Note: HQ is special — it’s where you’ll later open project settings, change the folder path, manage project-wide skills and MCP servers, or delete the project. See HQ for the full tour.
3. Talk to the Dean
Section titled “3. Talk to the Dean”Click the HQ building. The Building Window opens, showing the building’s agents and configuration. Click the Dean to open their Agent Window — a streaming chat panel.
Type a short message:
Hi! Quick overview of what this project is: it's a sandbox for me to learn Viberia.Send it. You’ll see:
- The Dean’s status indicator flip from idle to busy.
- A streaming response appear character by character.
- Tool call cards if the Dean decides to look at the folder you chose.
The Dean is your bridge between the Chief of Staff and the building agents you’ll add next.
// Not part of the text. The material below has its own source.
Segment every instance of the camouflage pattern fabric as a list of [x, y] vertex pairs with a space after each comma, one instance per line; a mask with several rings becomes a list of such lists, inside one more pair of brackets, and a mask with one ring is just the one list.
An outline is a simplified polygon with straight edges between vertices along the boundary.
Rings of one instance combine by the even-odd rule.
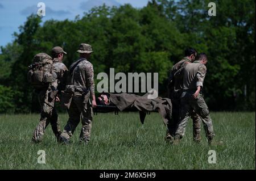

You don’t need it to do the work itself — its job is to know what’s in the project and to route requests appropriately.
4. Add a CodeForge
Section titled “4. Add a CodeForge”A CodeForge is the engineering workspace: it ships with a Planner, a Developer, and a Reviewer wired into a standard PRD → implement → review flow.
- Close the Agent Window (the building stays open behind it).
- Click the Buildings picker on the HudShelf.
- Choose CodeForge.
- Click an empty tile in your territory, next to HQ.
The CodeForge drops onto the map and its three agents spawn inside. If you click the building, you’ll see all three listed.
Note: The quick path may have already placed a demo building for you. In that case, you can skip ahead — the demo building’s agents respond to the same first-task message described below.
5. Send a task via PRD handoff
Section titled “5. Send a task via PRD handoff”Now you’re ready to do real work. The standard pattern in Viberia is PRD handoff:
- The Planner writes a Product Requirements Document.
- They hand it to the Developer with
/handoff-prd-to-developer. - The Developer implements it, optionally sending the result to the Reviewer with
/send-to-review.
For this first task, we’ll keep it simple. The tutorial’s canonical first task is:
Add a button that says “Hello, Viberia”.
To run it:
- Click the CodeForge building, then click the Planner.
- In the Agent Window, type:
/draft-a-prd Add a button that says "Hello, Viberia" to the main page.
- The Planner runs the
/draft-a-prdskill and produces a short PRD as a markdown file in your project folder. A Markdown Editor window opens so you can review it. - When you’re happy with the PRD, ask the Planner:
The Planner sends the PRD to the Developer, who immediately starts work./handoff-prd-to-developer
- The Developer reads the PRD, edits the relevant files, and reports back. You’ll see tool call cards for every file read and write.
- When the Developer finishes, switch to the Reviewer and run:
The Reviewer pulls up the diff, comments on quality, and gives a verdict./send-to-review
You now have a real change in your project folder. Open the file in your editor of choice — or use Viberia’s built-in Markdown Editor or Terminal toolbox — to verify it.
Note: The slash commands above are skills. Viberia ships with a catalog you can browse, and you can install new ones via
/learn-skill. See Skills for the full list.
What just happened
Section titled “What just happened”In a single project, you’ve:
- Created a territory rooted at a folder on disk.
- Stationed a Dean to coordinate the project.
- Added an engineering team (Planner, Developer, Reviewer) inside a CodeForge.
- Run a PRD-driven workflow end to end with real file changes.
This is the basic pattern you’ll repeat for every project. From here you can:
- Add more buildings (KnowledgeBase, WorktreeForge, Linear, MarketResearchers) — see Building Window and the Buildings section.
- Try the Chief of Staff drawer to delegate from the portfolio level instead of one project at a time — see CoS Overlay.
- Customize a Council or LoopReview building for multi-model deliberation or drafter-reviewer iteration.
If you got stuck
Section titled “If you got stuck”- If the Dean never responded, check that your CLI provider is configured: Installation & Setup → CLI binaries.
- If file changes never appeared on disk, check macOS Full Disk Access: Installation & Setup → Full Disk Access.
- For other symptoms, see Troubleshooting.